Das Autogene Training ist kein Placebo, sondern wirkt tatsächlich und nachweislich auf Körper und Geist. Ziel des Autogenen Trainings ist es, sich über die Selbstbeeinflussung in den Zustand der Entspannung zu versetzen. In diesem Zustand können zugleich Botschaften im Unterbewusstsein verankert werden, die von dort aus weiter wirken: Sowohl auf unser Denken und unsere Psyche - als auch auf körperliche und psychosomatische Prozesse (zum Beispiel im Hinblick auf die Atmung und das Herz-Kreislaufsystem).

 

Entwickelt wurde das autogene Training bereits ab ca. 1928 bzw. 1932 von dem deutschen Nervenarzt Johannes H. Schultz (1884–1970).Dieser hatte sich lange mit der Hypnose beschäftigt und kannte die starke Wirkung von Suggestionen. Mittlerweile hat sich das Autogene Training zur wohl bekanntesten Methode zur Tiefen-Entspannung entwickelt. Autogenes Training ist leicht zu erlernen und kann eine Hilfe in jeder Lebenslage und jeder Anforderung sein.


Selbsthypnose
Autogenes Training stellt eine Form der Selbsthypnose dar, bei der der Körper in einen Ruhe- und Tiefenentspannungs-Zustand versetzt wird, was durch gedankliche Konzentration und Visualisierung  erfolgt. Zuerst führt man das Autogene Training mit einem Trainer durch und macht die Übungen nach oder parallel zu vielen entsprechenden, sich steigernden Sitzungen nachfolgend allein - zu Hause oder im Büro.   

 

In der Regel wird das autogene Training in der sogenannten „Droschkenkutscher-Haltung“ im Sitzen oder im Liegen durchgeführt. Bestimmten Formeln, wie zum Beispiel „Ich bin vollkommen ruhig“ oder „Der linke Arm ist warm“ erzeugen eine gedankliche Vorstellung, mit der unsere Gedanken unseren Körper, aber eben auch unser Denken kontrollieren können. Die entsprechenden (unterschiedlich gewählten) Übungen bzw.
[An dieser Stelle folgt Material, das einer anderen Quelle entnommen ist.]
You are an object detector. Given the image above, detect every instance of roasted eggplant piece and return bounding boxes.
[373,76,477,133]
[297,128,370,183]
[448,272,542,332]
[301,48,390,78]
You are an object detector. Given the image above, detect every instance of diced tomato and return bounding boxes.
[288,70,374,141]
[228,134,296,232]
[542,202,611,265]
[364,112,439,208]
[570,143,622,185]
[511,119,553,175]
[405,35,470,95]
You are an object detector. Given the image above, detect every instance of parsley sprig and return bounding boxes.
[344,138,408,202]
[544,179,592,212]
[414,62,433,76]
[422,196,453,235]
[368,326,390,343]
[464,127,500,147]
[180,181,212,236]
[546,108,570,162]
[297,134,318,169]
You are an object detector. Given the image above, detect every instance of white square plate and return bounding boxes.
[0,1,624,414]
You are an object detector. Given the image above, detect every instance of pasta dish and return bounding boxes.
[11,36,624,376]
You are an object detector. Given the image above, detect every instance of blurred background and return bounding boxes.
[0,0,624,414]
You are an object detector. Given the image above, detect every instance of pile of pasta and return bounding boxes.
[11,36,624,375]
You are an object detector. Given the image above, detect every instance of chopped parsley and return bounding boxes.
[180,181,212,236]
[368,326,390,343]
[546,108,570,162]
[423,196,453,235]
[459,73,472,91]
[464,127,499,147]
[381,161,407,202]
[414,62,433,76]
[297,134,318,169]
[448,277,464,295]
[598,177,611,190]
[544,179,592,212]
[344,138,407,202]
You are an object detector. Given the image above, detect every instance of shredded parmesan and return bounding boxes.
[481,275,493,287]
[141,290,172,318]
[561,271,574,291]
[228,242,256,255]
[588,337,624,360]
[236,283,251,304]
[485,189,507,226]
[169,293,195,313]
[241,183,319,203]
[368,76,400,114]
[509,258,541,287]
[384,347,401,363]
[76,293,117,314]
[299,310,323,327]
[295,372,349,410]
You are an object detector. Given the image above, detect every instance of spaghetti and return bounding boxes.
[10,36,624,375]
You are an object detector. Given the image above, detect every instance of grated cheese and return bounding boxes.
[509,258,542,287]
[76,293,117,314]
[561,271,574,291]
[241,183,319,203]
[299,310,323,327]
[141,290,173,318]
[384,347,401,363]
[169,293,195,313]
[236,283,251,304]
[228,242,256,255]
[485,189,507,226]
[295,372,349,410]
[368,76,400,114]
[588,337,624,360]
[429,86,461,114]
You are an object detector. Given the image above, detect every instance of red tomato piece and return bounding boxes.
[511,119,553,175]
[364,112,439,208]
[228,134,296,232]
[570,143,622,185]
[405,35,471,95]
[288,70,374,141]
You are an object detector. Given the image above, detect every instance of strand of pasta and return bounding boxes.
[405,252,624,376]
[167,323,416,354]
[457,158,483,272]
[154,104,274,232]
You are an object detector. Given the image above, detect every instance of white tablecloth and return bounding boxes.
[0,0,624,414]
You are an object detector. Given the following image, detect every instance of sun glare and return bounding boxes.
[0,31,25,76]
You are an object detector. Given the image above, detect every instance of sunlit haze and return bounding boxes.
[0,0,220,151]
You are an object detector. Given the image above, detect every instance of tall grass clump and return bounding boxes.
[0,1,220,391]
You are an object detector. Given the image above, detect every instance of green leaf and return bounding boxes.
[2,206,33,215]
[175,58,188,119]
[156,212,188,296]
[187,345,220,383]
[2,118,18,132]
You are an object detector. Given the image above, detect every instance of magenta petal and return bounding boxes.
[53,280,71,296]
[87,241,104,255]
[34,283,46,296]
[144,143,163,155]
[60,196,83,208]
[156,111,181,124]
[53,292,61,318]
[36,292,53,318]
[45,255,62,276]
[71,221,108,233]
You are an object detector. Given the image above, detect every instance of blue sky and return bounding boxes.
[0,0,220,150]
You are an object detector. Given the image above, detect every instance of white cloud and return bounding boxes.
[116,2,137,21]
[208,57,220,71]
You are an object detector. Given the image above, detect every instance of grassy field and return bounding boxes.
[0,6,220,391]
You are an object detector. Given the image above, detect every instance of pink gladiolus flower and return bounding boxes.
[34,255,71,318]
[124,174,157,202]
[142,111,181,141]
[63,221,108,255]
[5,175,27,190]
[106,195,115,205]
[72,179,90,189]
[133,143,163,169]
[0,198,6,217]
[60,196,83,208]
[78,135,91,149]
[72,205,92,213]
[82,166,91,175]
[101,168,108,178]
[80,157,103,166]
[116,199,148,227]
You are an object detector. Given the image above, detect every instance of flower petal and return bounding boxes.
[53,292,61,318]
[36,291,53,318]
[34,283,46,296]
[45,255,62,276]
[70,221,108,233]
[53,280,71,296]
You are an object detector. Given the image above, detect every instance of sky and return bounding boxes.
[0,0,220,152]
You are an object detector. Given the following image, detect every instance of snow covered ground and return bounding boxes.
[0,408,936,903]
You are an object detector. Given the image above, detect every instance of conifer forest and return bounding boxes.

Formeln werden mehrfach wiederholt und unbewusst mit den erzielten Reaktionen verknüpft, so dass sie bei regelmäßigem Training nachfolgend auch später abrufbar sind - zum Beispiel in Stress- und Krisensituationen, bei denen man sich nachfolgend mental ausklinken, sich beruhigen oder mentale Kräfte (fast auf Knopfdruck) gezielt wirken lassen kann.  

 

Beeinflussung von Körper & Geist: Selbstkontrolle & Programmierung
Im autogenen Training unterscheidet man zwei Phasen: Während die erste Phase der Übungen hauptsächlich der Beeinflussung körperlicher Vorgänge dient (zum Beispiel "Schwereübung" bzw. "Schwere-Formel", "Wärmeübung" bzw. "Wärme-Formel", "Herzübung" bzw. "Herzformel", "Atemübung" bzw. "Atem-Formel", "Sonnengeflechtsübung" und "Kopfübung" bzw. "Stirn-Formel") wird der Körper in einen Ruhezustand versetzt, die Blutgefäße erweitert, der Herzschlag beruhigt, die Atemfrequenz ausgeglichen und die Verdauungsorgane beruhigt. Zugleich wird ein klarer Kopf erzeugt.

 

Die zweite Phase des Autogenen Trainings bedient sich der Wach-Traum-Technik, der Visualisierung und der Programmierung, bei der zum Beispiel vorgestellte Bilder ins Bewusstsein gelangen. In dieser Phase können alte ungünstige Glaubenssätze erneuert und durch neue zielführendere Glaubenssätze, die im Trance-Zustand im Unterbewusstsein verankert werden, ausgetauscht werden. Eine tolle Sache, bei der man auch die Selbstkontrolle erlernt.